Scribo ergo sum 2017: Foschia

Scribo Ergo Sum è il concorso di scrittura creativa aperto agli studenti iscritti agli istituti secondari superiori della Provincia di Bergamo che hanno aderito al progetto: ciascun autore ha deciso il titolo e il genere letterario del proprio racconto che per l’edizione 2017 doveva essere svolto seguendo la traccia “Liberi tutti – Liberi di scrivere, amare, sognare, viaggiare; di muoversi, di esprimersi, di scegliere. Liberi di partecipare, di combattere per un’idea, di opporre resistenza, di rompere dei confini e spezzare delle catene. Ma anche liberi di ascoltare, tacere, imparare, riflettere, osservare il mondo e cercare di capirlo. Liberi di raccontare cos’è la libertà”.

FOSCHIA (racconto 36)

Sento lontano un gran trambusto; avverto l’incessante rumorìo di passi pesanti, leggeri, ampi, svelti.

Sono troppo stanca, però, perché quelli riescano a tenermi sveglia.

Apro gli occhi piano piano. Mi alzo dalla sedia su cui mi ero appisolata e mi sgranchisco un po’ le gambe, seppure senza sentire sollievo.

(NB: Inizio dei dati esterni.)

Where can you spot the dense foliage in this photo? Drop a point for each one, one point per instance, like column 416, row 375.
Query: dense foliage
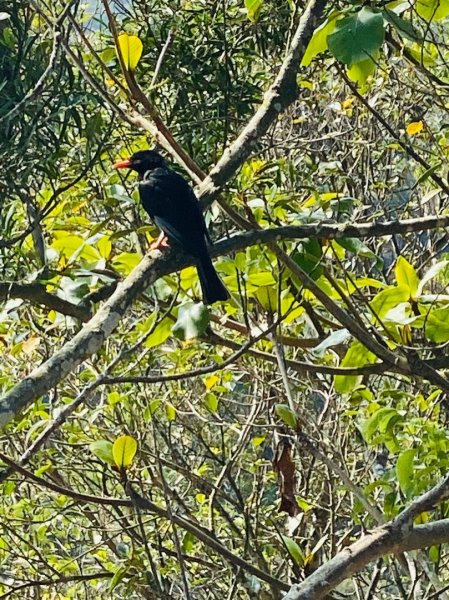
column 230, row 451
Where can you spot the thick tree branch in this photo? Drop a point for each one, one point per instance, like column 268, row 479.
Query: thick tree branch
column 91, row 337
column 140, row 503
column 397, row 536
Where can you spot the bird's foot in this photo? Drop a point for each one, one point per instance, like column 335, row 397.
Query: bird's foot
column 161, row 242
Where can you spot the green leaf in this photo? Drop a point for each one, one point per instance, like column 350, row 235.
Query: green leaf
column 267, row 297
column 334, row 339
column 261, row 278
column 360, row 71
column 294, row 550
column 161, row 332
column 431, row 273
column 253, row 8
column 103, row 450
column 126, row 262
column 404, row 470
column 434, row 554
column 356, row 356
column 188, row 542
column 170, row 411
column 357, row 246
column 380, row 420
column 124, row 450
column 387, row 299
column 406, row 276
column 318, row 43
column 432, row 10
column 118, row 577
column 437, row 325
column 310, row 257
column 193, row 320
column 211, row 401
column 131, row 50
column 357, row 37
column 403, row 27
column 287, row 415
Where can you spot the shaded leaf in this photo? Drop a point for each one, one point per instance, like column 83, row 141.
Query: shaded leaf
column 193, row 320
column 124, row 450
column 357, row 37
column 286, row 414
column 103, row 450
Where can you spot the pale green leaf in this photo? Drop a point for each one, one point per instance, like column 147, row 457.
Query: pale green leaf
column 253, row 8
column 404, row 470
column 318, row 43
column 193, row 320
column 131, row 49
column 287, row 415
column 406, row 276
column 103, row 450
column 124, row 450
column 294, row 550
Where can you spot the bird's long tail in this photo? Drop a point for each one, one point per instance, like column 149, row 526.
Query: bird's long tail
column 211, row 285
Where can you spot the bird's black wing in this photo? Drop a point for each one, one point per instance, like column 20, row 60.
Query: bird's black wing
column 171, row 203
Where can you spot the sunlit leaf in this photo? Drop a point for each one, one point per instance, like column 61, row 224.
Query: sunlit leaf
column 404, row 470
column 356, row 356
column 253, row 8
column 131, row 49
column 124, row 450
column 294, row 550
column 406, row 276
column 415, row 127
column 103, row 450
column 432, row 10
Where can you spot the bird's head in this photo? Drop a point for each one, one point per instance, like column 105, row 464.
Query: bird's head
column 143, row 161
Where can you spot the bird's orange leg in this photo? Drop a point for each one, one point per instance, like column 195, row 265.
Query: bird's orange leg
column 161, row 242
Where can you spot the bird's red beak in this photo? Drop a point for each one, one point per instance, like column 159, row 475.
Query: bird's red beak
column 122, row 164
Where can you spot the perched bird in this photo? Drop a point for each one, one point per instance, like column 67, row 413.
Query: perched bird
column 174, row 208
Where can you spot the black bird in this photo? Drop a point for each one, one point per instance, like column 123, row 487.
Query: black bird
column 174, row 208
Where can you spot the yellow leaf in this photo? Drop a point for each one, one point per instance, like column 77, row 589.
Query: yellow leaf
column 30, row 345
column 131, row 50
column 211, row 381
column 123, row 451
column 347, row 104
column 415, row 127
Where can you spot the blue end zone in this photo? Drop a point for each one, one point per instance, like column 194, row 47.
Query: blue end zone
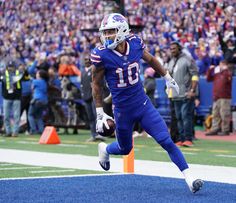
column 115, row 188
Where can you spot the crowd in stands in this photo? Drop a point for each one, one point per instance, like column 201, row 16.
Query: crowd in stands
column 49, row 28
column 56, row 35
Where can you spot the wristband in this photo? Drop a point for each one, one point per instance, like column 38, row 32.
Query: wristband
column 167, row 76
column 99, row 111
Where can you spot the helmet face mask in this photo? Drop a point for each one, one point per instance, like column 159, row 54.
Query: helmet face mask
column 114, row 29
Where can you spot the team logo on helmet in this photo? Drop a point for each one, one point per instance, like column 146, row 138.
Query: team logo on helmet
column 119, row 18
column 105, row 20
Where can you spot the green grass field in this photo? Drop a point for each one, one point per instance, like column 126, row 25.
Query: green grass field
column 207, row 152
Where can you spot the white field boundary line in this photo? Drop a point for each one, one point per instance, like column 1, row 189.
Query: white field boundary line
column 20, row 168
column 5, row 164
column 142, row 167
column 62, row 176
column 56, row 171
column 226, row 156
column 60, row 145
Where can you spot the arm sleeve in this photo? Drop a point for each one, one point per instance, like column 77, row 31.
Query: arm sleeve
column 193, row 70
column 96, row 58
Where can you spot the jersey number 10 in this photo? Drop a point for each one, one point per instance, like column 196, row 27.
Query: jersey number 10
column 133, row 75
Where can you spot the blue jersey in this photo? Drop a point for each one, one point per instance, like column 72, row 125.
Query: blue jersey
column 122, row 71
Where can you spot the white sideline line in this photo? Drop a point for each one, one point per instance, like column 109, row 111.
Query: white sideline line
column 63, row 176
column 3, row 164
column 60, row 145
column 46, row 171
column 189, row 153
column 226, row 156
column 142, row 167
column 19, row 168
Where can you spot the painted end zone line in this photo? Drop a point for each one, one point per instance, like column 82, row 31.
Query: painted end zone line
column 20, row 168
column 226, row 156
column 54, row 171
column 63, row 176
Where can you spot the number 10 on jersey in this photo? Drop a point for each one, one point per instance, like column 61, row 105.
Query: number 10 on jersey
column 132, row 72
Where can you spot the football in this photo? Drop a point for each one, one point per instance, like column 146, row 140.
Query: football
column 108, row 132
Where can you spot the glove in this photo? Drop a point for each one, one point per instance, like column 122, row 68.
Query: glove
column 170, row 83
column 102, row 118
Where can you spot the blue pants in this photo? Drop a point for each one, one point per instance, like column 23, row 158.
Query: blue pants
column 35, row 117
column 91, row 112
column 11, row 107
column 152, row 123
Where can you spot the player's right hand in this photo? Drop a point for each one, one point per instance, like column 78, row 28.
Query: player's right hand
column 171, row 83
column 102, row 118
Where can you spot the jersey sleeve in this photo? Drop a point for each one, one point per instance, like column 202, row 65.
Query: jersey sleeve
column 95, row 57
column 137, row 41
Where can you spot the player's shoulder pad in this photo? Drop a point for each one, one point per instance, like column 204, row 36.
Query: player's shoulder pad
column 97, row 55
column 136, row 39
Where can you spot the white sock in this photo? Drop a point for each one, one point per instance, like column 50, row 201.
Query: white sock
column 188, row 177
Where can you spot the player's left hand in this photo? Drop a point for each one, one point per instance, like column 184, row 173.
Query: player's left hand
column 170, row 83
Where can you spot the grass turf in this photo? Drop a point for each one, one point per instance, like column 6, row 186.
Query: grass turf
column 204, row 151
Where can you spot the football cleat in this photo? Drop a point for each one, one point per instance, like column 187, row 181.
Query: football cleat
column 104, row 160
column 196, row 186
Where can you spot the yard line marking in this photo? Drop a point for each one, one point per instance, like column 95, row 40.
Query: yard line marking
column 63, row 176
column 19, row 168
column 190, row 149
column 161, row 151
column 5, row 164
column 73, row 145
column 60, row 145
column 46, row 171
column 190, row 153
column 219, row 151
column 226, row 156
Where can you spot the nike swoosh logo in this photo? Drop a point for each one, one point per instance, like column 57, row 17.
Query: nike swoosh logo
column 145, row 102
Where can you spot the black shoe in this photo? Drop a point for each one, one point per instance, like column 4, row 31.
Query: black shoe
column 197, row 185
column 213, row 132
column 7, row 135
column 223, row 133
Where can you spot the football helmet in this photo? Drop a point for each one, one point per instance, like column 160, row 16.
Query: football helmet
column 117, row 22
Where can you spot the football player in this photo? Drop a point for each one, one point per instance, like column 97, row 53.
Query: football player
column 118, row 60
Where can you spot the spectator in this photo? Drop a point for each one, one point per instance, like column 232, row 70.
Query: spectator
column 38, row 102
column 86, row 90
column 150, row 84
column 222, row 87
column 11, row 89
column 184, row 71
column 228, row 46
column 25, row 98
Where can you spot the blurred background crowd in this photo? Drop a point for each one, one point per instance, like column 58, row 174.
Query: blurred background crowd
column 44, row 29
column 57, row 35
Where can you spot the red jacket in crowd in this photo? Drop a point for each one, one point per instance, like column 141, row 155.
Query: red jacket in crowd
column 222, row 83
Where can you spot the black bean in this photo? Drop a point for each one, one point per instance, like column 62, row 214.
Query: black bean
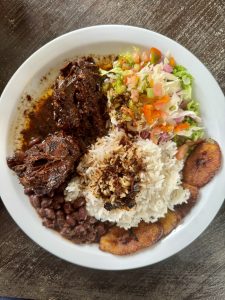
column 67, row 232
column 68, row 208
column 100, row 229
column 70, row 220
column 34, row 141
column 144, row 134
column 92, row 220
column 82, row 214
column 49, row 213
column 59, row 199
column 80, row 201
column 60, row 214
column 56, row 206
column 48, row 223
column 28, row 191
column 41, row 212
column 79, row 230
column 46, row 202
column 35, row 201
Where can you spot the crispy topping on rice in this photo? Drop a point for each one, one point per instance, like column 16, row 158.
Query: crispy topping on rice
column 126, row 180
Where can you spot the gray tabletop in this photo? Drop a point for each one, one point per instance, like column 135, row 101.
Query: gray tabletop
column 26, row 270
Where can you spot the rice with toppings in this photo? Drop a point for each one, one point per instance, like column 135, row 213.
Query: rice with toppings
column 159, row 182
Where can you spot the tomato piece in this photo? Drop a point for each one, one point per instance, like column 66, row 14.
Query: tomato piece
column 172, row 62
column 147, row 110
column 155, row 55
column 181, row 126
column 160, row 104
column 155, row 134
column 157, row 89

Ho la schiena e il collo a pezzi, li massaggio un poco: sarebbe stato meglio se non mi fossi addormentata lì.Attorno a me è tutto come immerso in una sottilissima foschia; cerco nella borsa i miei occhiali, non trovandoli lascio perdere.

Lungo tutto il bianco corridoio ci sono tante porte, gli studi degli psichiatri; la porta di quello di mia sorella è ancora chiusa, non provo neanche a bussare, anche se avrebbe già dovuto aver finito.

Così inizio a percorrere il corridoio, almeno forse potrei trovare un medico o un infermiere a cui chiedere informazioni, ma non trovo nessuno, benché persista ancora quel lontano rumore roboante ed ovattato di prima, segno della presenza di qualcuno.

Allora provo pure a bussare allo studio.

– Ohi, posso entrare? –

Nessuno risponde.

Mentre continuo ad essere assorta nei miei pensieri, mi allontano dalla stanza, passeggiando per tutto l’ospedale, vedendo tante cose o forse niente, finché non mi ritrovo a sbirciare in una stanza con la porta socchiusa.

Una ragazza diafana dall’aria stanca e fragile riposa in un letto e a farle compagnia il suo battito cardiaco, una linea tremolante. Ora mi ritrovo davanti a lei. Vedo nitidamente quel pallido volto scavato, da lacrime, quella pelle spenta, quei fini capelli biondastri, aridi; ho già capito.

D’un tratto la preoccupazione per mia sorella viene sostituita da una distorta curiosità per questa ragazza, di cui sento di aver già udito il nome prima d’ora.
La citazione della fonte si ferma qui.